New Jersey

Rare Disease Leaves New Jersey Teen Unable to Eat

For the last two years, Sara Gebert hasn't been able to eat.

That's because the 19-year-old from Hunderton, New Jersey, has a rare and incurable medical condition called Chronic Intestinal Psuedo Obstruction that tricks her body into thinking any food making its way through her digestive tract is an intestinal obstruction.

Only about 150 people worldwide are diagnosed with CIPO each year. The condition is so rare that it took visits to multiple doctors and hospitals before medical professionals were able to figure out what was going on inside Gerbert's gut.

Before she was diagnosed, she would vomit as many as 60 times each day and was so weak at times that she couldn’t get out of bed.

"At the very end, I was eating pretzels, granola bars and drinking water and that was making me sick," Gebert's says.

For the rest of her life, Gebert's will be fed through an implanted tube, which pumps nutrients into her bloodstream every night while she sleeps. She also uses a bag to drain the digestive contents of her stomach.

She’s lost 30 pounds since her diagnosis and had to drop out of Fairleigh Dickinson University, where the former high school pitcher had an offer to play intercollegiate softball.

Gebert's said she tries to remain grateful for the remedy, but admitted some days are more difficult than others.
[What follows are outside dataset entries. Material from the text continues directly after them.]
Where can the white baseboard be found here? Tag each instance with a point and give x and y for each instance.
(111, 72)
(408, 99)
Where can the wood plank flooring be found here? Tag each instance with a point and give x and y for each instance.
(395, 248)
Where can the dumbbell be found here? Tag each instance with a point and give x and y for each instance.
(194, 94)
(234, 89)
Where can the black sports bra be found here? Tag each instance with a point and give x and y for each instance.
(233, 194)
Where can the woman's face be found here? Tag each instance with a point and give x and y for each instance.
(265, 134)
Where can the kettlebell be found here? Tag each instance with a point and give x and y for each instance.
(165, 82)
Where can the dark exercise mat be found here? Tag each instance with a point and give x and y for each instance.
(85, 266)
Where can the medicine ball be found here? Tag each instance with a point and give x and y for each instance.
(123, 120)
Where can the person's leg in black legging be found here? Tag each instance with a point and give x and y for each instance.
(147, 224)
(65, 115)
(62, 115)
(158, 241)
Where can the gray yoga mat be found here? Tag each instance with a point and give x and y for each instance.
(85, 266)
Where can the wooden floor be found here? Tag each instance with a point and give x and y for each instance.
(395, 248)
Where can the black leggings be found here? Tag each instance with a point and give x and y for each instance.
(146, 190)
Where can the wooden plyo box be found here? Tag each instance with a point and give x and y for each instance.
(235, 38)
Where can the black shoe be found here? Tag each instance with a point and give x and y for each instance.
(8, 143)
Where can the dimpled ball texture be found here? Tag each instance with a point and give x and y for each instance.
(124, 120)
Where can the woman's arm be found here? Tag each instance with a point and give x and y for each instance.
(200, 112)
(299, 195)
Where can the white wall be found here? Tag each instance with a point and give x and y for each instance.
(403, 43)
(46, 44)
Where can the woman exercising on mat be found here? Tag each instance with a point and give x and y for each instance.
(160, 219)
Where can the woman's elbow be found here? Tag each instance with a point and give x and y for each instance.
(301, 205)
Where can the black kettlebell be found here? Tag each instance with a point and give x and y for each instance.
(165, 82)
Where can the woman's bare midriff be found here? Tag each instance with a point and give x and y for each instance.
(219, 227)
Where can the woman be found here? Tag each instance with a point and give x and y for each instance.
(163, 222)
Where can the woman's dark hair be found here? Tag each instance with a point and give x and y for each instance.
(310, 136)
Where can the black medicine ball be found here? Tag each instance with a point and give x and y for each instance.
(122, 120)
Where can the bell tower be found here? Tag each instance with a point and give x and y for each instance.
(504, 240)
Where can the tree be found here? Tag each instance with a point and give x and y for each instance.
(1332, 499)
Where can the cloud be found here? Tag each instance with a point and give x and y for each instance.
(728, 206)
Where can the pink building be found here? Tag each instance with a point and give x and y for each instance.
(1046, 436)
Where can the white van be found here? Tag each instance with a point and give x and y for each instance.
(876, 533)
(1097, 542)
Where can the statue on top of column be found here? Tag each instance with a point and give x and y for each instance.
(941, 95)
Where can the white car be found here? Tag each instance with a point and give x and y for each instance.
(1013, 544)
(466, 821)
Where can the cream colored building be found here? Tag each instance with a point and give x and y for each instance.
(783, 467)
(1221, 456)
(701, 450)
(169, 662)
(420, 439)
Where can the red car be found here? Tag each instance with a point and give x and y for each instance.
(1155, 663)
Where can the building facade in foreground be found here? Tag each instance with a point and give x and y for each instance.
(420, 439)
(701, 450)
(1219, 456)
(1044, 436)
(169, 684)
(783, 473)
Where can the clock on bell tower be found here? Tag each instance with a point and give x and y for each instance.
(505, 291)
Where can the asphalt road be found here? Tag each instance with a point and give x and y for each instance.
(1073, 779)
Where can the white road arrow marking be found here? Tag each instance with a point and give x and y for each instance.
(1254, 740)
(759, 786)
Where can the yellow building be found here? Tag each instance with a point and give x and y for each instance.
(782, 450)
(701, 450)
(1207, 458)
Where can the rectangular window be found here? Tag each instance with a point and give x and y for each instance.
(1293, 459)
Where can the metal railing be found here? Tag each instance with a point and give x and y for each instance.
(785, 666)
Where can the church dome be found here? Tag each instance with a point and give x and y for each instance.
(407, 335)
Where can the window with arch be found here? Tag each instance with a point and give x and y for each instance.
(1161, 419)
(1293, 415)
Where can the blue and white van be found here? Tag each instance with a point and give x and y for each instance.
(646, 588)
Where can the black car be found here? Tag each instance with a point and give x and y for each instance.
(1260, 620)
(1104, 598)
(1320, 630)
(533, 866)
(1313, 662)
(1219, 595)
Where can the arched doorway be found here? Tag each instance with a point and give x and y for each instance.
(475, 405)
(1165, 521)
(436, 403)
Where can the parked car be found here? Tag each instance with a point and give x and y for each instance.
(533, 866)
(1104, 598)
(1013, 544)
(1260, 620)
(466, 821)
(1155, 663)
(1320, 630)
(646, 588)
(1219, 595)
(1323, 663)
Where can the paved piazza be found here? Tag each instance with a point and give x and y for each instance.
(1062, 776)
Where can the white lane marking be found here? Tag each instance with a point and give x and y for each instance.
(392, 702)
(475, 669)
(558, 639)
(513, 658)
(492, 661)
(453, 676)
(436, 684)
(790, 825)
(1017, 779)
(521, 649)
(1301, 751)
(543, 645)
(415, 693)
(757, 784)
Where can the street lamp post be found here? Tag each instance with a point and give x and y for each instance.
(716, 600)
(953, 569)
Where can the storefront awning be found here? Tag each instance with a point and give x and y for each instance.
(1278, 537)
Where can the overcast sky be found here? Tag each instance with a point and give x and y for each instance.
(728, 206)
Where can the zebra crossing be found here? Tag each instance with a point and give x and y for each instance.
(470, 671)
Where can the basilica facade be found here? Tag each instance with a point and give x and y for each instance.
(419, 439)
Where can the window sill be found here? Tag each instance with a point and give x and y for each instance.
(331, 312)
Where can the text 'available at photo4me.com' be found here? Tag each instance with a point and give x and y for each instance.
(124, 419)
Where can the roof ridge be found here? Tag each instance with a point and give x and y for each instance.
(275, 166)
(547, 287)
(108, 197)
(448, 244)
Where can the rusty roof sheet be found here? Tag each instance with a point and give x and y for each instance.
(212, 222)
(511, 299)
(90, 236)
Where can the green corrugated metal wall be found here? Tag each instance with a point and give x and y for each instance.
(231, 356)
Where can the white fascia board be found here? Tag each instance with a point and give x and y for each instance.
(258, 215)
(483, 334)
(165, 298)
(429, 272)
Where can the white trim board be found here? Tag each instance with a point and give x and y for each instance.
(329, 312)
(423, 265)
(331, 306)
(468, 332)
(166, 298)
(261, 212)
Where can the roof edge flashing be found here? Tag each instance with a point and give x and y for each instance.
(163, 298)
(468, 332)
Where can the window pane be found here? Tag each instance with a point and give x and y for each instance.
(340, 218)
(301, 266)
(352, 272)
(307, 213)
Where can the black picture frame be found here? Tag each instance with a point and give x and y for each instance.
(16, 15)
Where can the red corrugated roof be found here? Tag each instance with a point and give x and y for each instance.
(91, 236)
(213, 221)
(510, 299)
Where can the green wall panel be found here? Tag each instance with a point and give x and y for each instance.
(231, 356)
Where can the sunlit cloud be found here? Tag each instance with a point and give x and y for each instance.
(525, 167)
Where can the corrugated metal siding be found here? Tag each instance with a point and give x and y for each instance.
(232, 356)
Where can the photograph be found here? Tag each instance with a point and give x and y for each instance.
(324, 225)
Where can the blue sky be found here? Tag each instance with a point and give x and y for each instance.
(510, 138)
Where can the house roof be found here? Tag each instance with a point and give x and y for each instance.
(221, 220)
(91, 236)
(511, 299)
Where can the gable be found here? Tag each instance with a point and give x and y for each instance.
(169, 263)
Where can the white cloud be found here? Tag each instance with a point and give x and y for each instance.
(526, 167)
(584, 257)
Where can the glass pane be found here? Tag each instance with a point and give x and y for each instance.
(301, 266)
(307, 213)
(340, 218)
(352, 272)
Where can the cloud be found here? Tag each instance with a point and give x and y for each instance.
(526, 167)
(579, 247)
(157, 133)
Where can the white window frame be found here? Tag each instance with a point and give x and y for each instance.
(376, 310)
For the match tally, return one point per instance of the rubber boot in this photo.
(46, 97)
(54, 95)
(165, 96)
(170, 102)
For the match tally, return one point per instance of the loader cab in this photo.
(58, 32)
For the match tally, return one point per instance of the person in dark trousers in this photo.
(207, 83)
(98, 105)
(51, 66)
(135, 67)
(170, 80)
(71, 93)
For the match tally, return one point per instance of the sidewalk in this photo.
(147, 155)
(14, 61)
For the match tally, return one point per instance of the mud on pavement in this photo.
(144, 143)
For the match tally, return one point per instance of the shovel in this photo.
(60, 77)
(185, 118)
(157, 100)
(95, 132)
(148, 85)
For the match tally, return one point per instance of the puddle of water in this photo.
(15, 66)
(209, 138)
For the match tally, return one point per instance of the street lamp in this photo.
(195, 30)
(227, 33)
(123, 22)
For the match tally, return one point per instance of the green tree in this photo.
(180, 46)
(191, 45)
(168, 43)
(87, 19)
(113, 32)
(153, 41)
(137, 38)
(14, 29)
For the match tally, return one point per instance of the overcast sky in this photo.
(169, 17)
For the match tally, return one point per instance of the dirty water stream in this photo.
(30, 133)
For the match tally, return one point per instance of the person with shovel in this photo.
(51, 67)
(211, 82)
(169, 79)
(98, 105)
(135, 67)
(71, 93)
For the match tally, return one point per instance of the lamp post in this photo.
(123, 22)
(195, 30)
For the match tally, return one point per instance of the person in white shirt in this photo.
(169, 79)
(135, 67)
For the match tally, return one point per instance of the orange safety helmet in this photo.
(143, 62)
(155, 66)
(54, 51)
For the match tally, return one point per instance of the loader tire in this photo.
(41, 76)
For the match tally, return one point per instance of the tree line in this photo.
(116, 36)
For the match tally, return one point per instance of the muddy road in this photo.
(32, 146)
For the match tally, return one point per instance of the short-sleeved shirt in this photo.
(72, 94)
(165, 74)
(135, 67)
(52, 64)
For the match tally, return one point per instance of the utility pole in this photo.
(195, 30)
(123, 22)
"There are days where you're just like, 'How am I going to do this every day for the rest of my life, I don't want to do it,'" Gebert says.

Now Gebert is trying to raise awareness for the condition. She and friends created a nonprofit called Sara’s Army that sells wristbands and maintains a website and social media profiles to educate people about CIPO.

She said the group has already had some success.

"It's been cool to see the light bulb turn on in people and say, ‘Oh wow I get this'," she said.